Benzene in soft drinks

I was involved in an argument at work today about the horrible, horrible poison I was ingesting – namely, diet soda. You see, apparently potassium benzoate is just another name for benzene, and we all know that benzene causes cancer! Right, so, obviously I’m not a total moron and I didn’t fall for it. But in poking around, there may be a nugget of truth in the mountain of horseshit.

Here’s what I’ve been able to figure out might be going on:

  1. Potassium/sodium benzoate, by itself, becomes benzene when exposed to heat and light. The amounts used in soft drinks are negligible and pose no threat.

  2. Potassium/sodium benzoate becomes benzene when exposed to heat and light in the presence of vitamin C (citric or ascorbic acid). Again, negligible in soft drinks, no threat.

  3. It’s the end of the world, don’t drink soft drinks! THEY are out to KILL YOU ALL!
    I’m curious from a chemistry point of view which is accurate. I know my idiot coworker is wrong – if nothing else, I can rely on the fact that she thinks iodized salt will poison your thyroid as evidence of her stupidity – but I don’t know exactly what happens. And the stuff on the net is just varied enough that I can’t quite filter it for myself. (I’m ignoring the obviously biased sites, but even sticking to reasonable-sounding ones, I’m not sure what’s actually going on here.)

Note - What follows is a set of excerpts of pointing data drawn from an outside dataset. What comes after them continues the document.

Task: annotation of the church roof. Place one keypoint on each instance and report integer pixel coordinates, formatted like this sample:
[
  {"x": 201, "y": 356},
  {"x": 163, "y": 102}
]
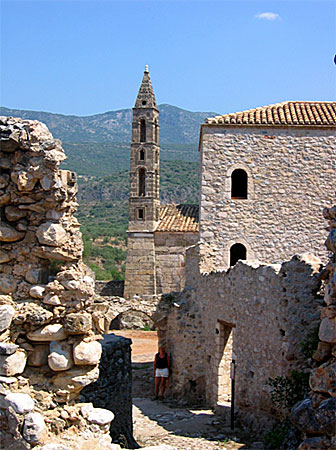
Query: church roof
[
  {"x": 285, "y": 113},
  {"x": 146, "y": 97},
  {"x": 176, "y": 218}
]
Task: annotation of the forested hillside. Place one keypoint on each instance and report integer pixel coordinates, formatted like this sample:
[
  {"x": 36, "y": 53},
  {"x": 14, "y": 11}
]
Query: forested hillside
[
  {"x": 176, "y": 125},
  {"x": 98, "y": 149},
  {"x": 103, "y": 212}
]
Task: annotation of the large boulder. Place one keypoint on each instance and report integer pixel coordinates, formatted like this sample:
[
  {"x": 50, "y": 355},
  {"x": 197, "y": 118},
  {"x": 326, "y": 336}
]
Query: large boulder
[
  {"x": 60, "y": 357},
  {"x": 52, "y": 234},
  {"x": 52, "y": 332},
  {"x": 6, "y": 315},
  {"x": 87, "y": 353}
]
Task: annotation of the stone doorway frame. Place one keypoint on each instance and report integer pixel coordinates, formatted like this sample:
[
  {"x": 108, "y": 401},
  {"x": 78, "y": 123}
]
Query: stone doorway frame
[{"x": 222, "y": 363}]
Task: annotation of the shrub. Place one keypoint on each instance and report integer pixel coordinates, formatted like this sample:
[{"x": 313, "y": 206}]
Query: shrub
[{"x": 286, "y": 391}]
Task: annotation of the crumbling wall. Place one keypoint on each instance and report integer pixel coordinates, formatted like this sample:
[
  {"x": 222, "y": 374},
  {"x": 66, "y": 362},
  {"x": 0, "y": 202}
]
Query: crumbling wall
[
  {"x": 113, "y": 389},
  {"x": 255, "y": 314},
  {"x": 170, "y": 254},
  {"x": 315, "y": 416},
  {"x": 50, "y": 318}
]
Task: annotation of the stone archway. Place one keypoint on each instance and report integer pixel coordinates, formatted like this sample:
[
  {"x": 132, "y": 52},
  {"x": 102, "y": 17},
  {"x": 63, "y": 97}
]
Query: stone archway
[{"x": 132, "y": 319}]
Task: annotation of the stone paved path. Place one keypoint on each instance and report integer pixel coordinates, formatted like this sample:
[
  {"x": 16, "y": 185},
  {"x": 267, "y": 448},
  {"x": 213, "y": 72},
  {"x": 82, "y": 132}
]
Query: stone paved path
[{"x": 158, "y": 423}]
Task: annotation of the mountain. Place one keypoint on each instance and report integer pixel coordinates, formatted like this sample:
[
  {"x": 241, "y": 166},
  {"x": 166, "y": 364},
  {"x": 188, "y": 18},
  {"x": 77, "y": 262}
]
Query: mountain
[{"x": 177, "y": 126}]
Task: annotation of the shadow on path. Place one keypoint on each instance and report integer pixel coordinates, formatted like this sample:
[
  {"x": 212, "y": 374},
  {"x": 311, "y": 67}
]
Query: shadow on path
[{"x": 192, "y": 423}]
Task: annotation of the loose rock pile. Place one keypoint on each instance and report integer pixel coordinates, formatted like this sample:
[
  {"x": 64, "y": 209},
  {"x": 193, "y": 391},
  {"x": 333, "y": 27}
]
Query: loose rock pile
[
  {"x": 50, "y": 317},
  {"x": 316, "y": 416}
]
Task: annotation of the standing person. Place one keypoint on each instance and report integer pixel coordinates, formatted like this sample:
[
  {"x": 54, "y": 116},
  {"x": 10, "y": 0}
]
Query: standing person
[{"x": 161, "y": 370}]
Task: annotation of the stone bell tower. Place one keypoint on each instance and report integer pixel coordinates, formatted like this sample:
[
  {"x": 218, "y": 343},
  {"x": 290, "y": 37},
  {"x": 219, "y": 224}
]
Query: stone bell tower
[{"x": 144, "y": 199}]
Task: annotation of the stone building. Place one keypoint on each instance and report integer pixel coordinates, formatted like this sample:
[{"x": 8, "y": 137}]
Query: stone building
[
  {"x": 157, "y": 235},
  {"x": 266, "y": 175}
]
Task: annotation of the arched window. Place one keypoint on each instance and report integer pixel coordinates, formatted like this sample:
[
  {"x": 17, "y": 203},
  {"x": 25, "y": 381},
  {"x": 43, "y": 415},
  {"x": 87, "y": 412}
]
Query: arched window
[
  {"x": 239, "y": 184},
  {"x": 237, "y": 252},
  {"x": 142, "y": 130},
  {"x": 142, "y": 182},
  {"x": 156, "y": 182}
]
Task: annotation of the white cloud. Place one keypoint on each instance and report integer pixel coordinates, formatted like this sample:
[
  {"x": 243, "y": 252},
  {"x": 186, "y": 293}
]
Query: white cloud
[{"x": 268, "y": 16}]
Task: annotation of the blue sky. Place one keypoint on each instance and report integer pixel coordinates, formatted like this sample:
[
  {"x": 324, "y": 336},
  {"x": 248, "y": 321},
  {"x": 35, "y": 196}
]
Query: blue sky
[{"x": 87, "y": 57}]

Can the Dope straighten me out?

previous thread

Thanks, Rick. That partially answers it, but there’s still something missing that got me going on this in the first place.

To wit: does the benzoate -> benzene reaction require citric or ascorbic acid, or not? What about the heat and light?

I can provide a three-weeks-past expiration, left-in-the-sun bottle of Diet Pepsi if anyone has the stuff to do a real test… :wink:

There are such things as goiters from too much iodine.

But that would be the saltiest dish ever.

And I once at a big bowl of salt.

What i remember from my previous research was that it does require the asorbic acid as well as time/heat.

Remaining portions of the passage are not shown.